India’s transport story has entered a new gear. Under the PM GatiShakti National Master Plan, 44 ministries and 36 states now plan infrastructure on a single GIS platform, ending the old silo approach and laying the groundwork for “Viksit Bharat 2047.”
Highways are the headline act: the national network has expanded 60 percent—from 91,287 km in 2014 to 146,204 km—and construction speed has tripled to 34 km a day. Within the flagship Bharatmala programme alone, 26,425 km have been awarded and more than 20,000 km are already open to traffic.

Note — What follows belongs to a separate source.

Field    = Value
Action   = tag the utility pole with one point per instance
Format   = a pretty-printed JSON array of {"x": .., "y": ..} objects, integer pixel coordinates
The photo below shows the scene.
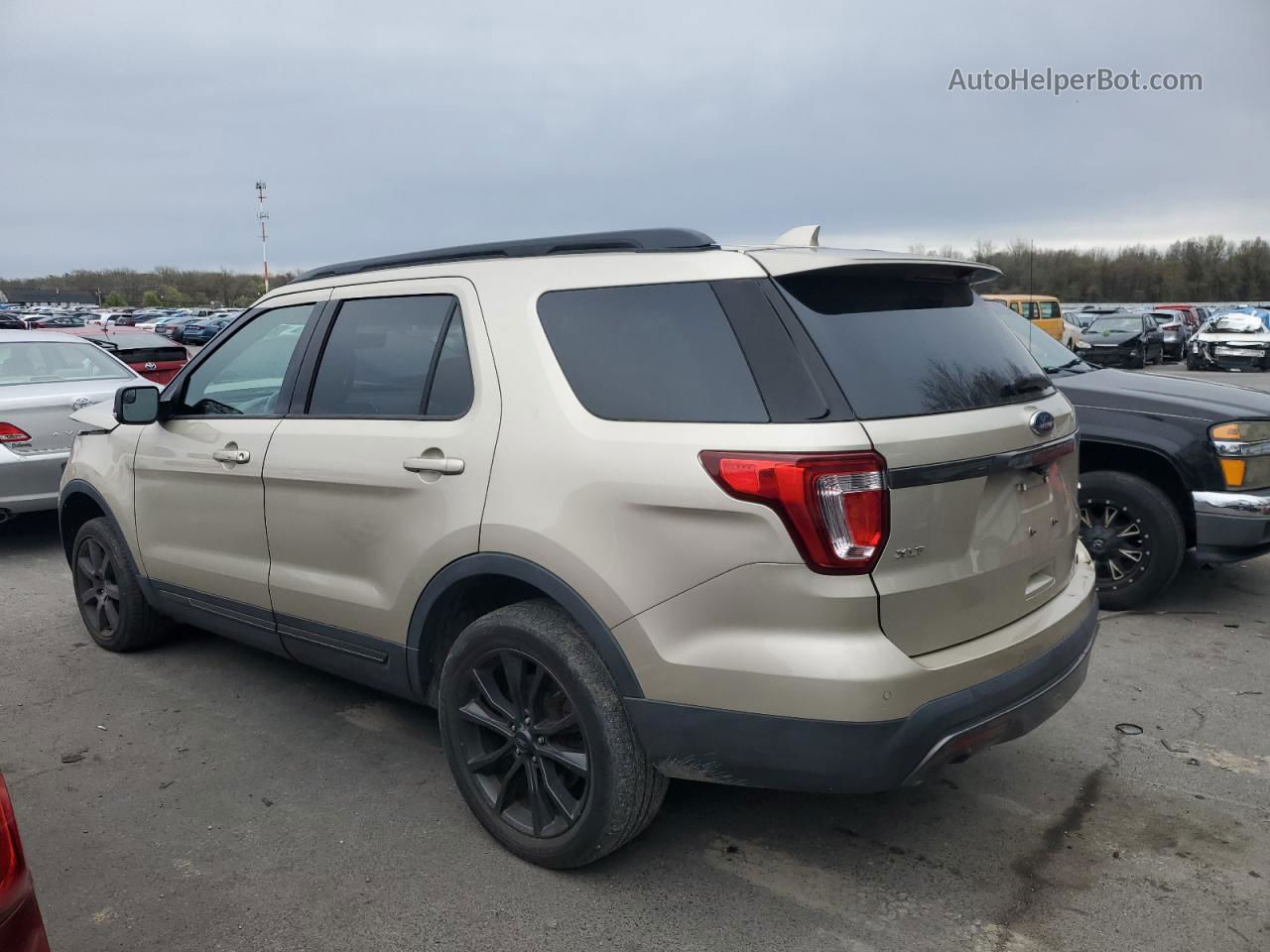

Rail modernisation is close behind. Over 45,000 route-km are now electrified, cutting fuel costs and emissions, while the indigenously developed Kavach automatic-train-protection system is boosting safety on busy corridors.
Air travel has become markedly more democratic. The UDAN regional-connectivity scheme has made 88 airports operational and flown 1.51 crore passengers; Digi Yatra’s facial-recognition gates already speed journeys at 24 hubs. On the coast, port capacity has doubled to 2,762 MMTPA, vessel turnaround time has dropped from 93 to 49 hours, and inland-waterways cargo has risen 710 percent to 146 MMT. Green-hydrogen hubs at three major ports herald the next sustainability leap.
Together, these multimodal gains are shrinking logistics costs, knitting markets, and setting India on course for faster—and cleaner—economic growth.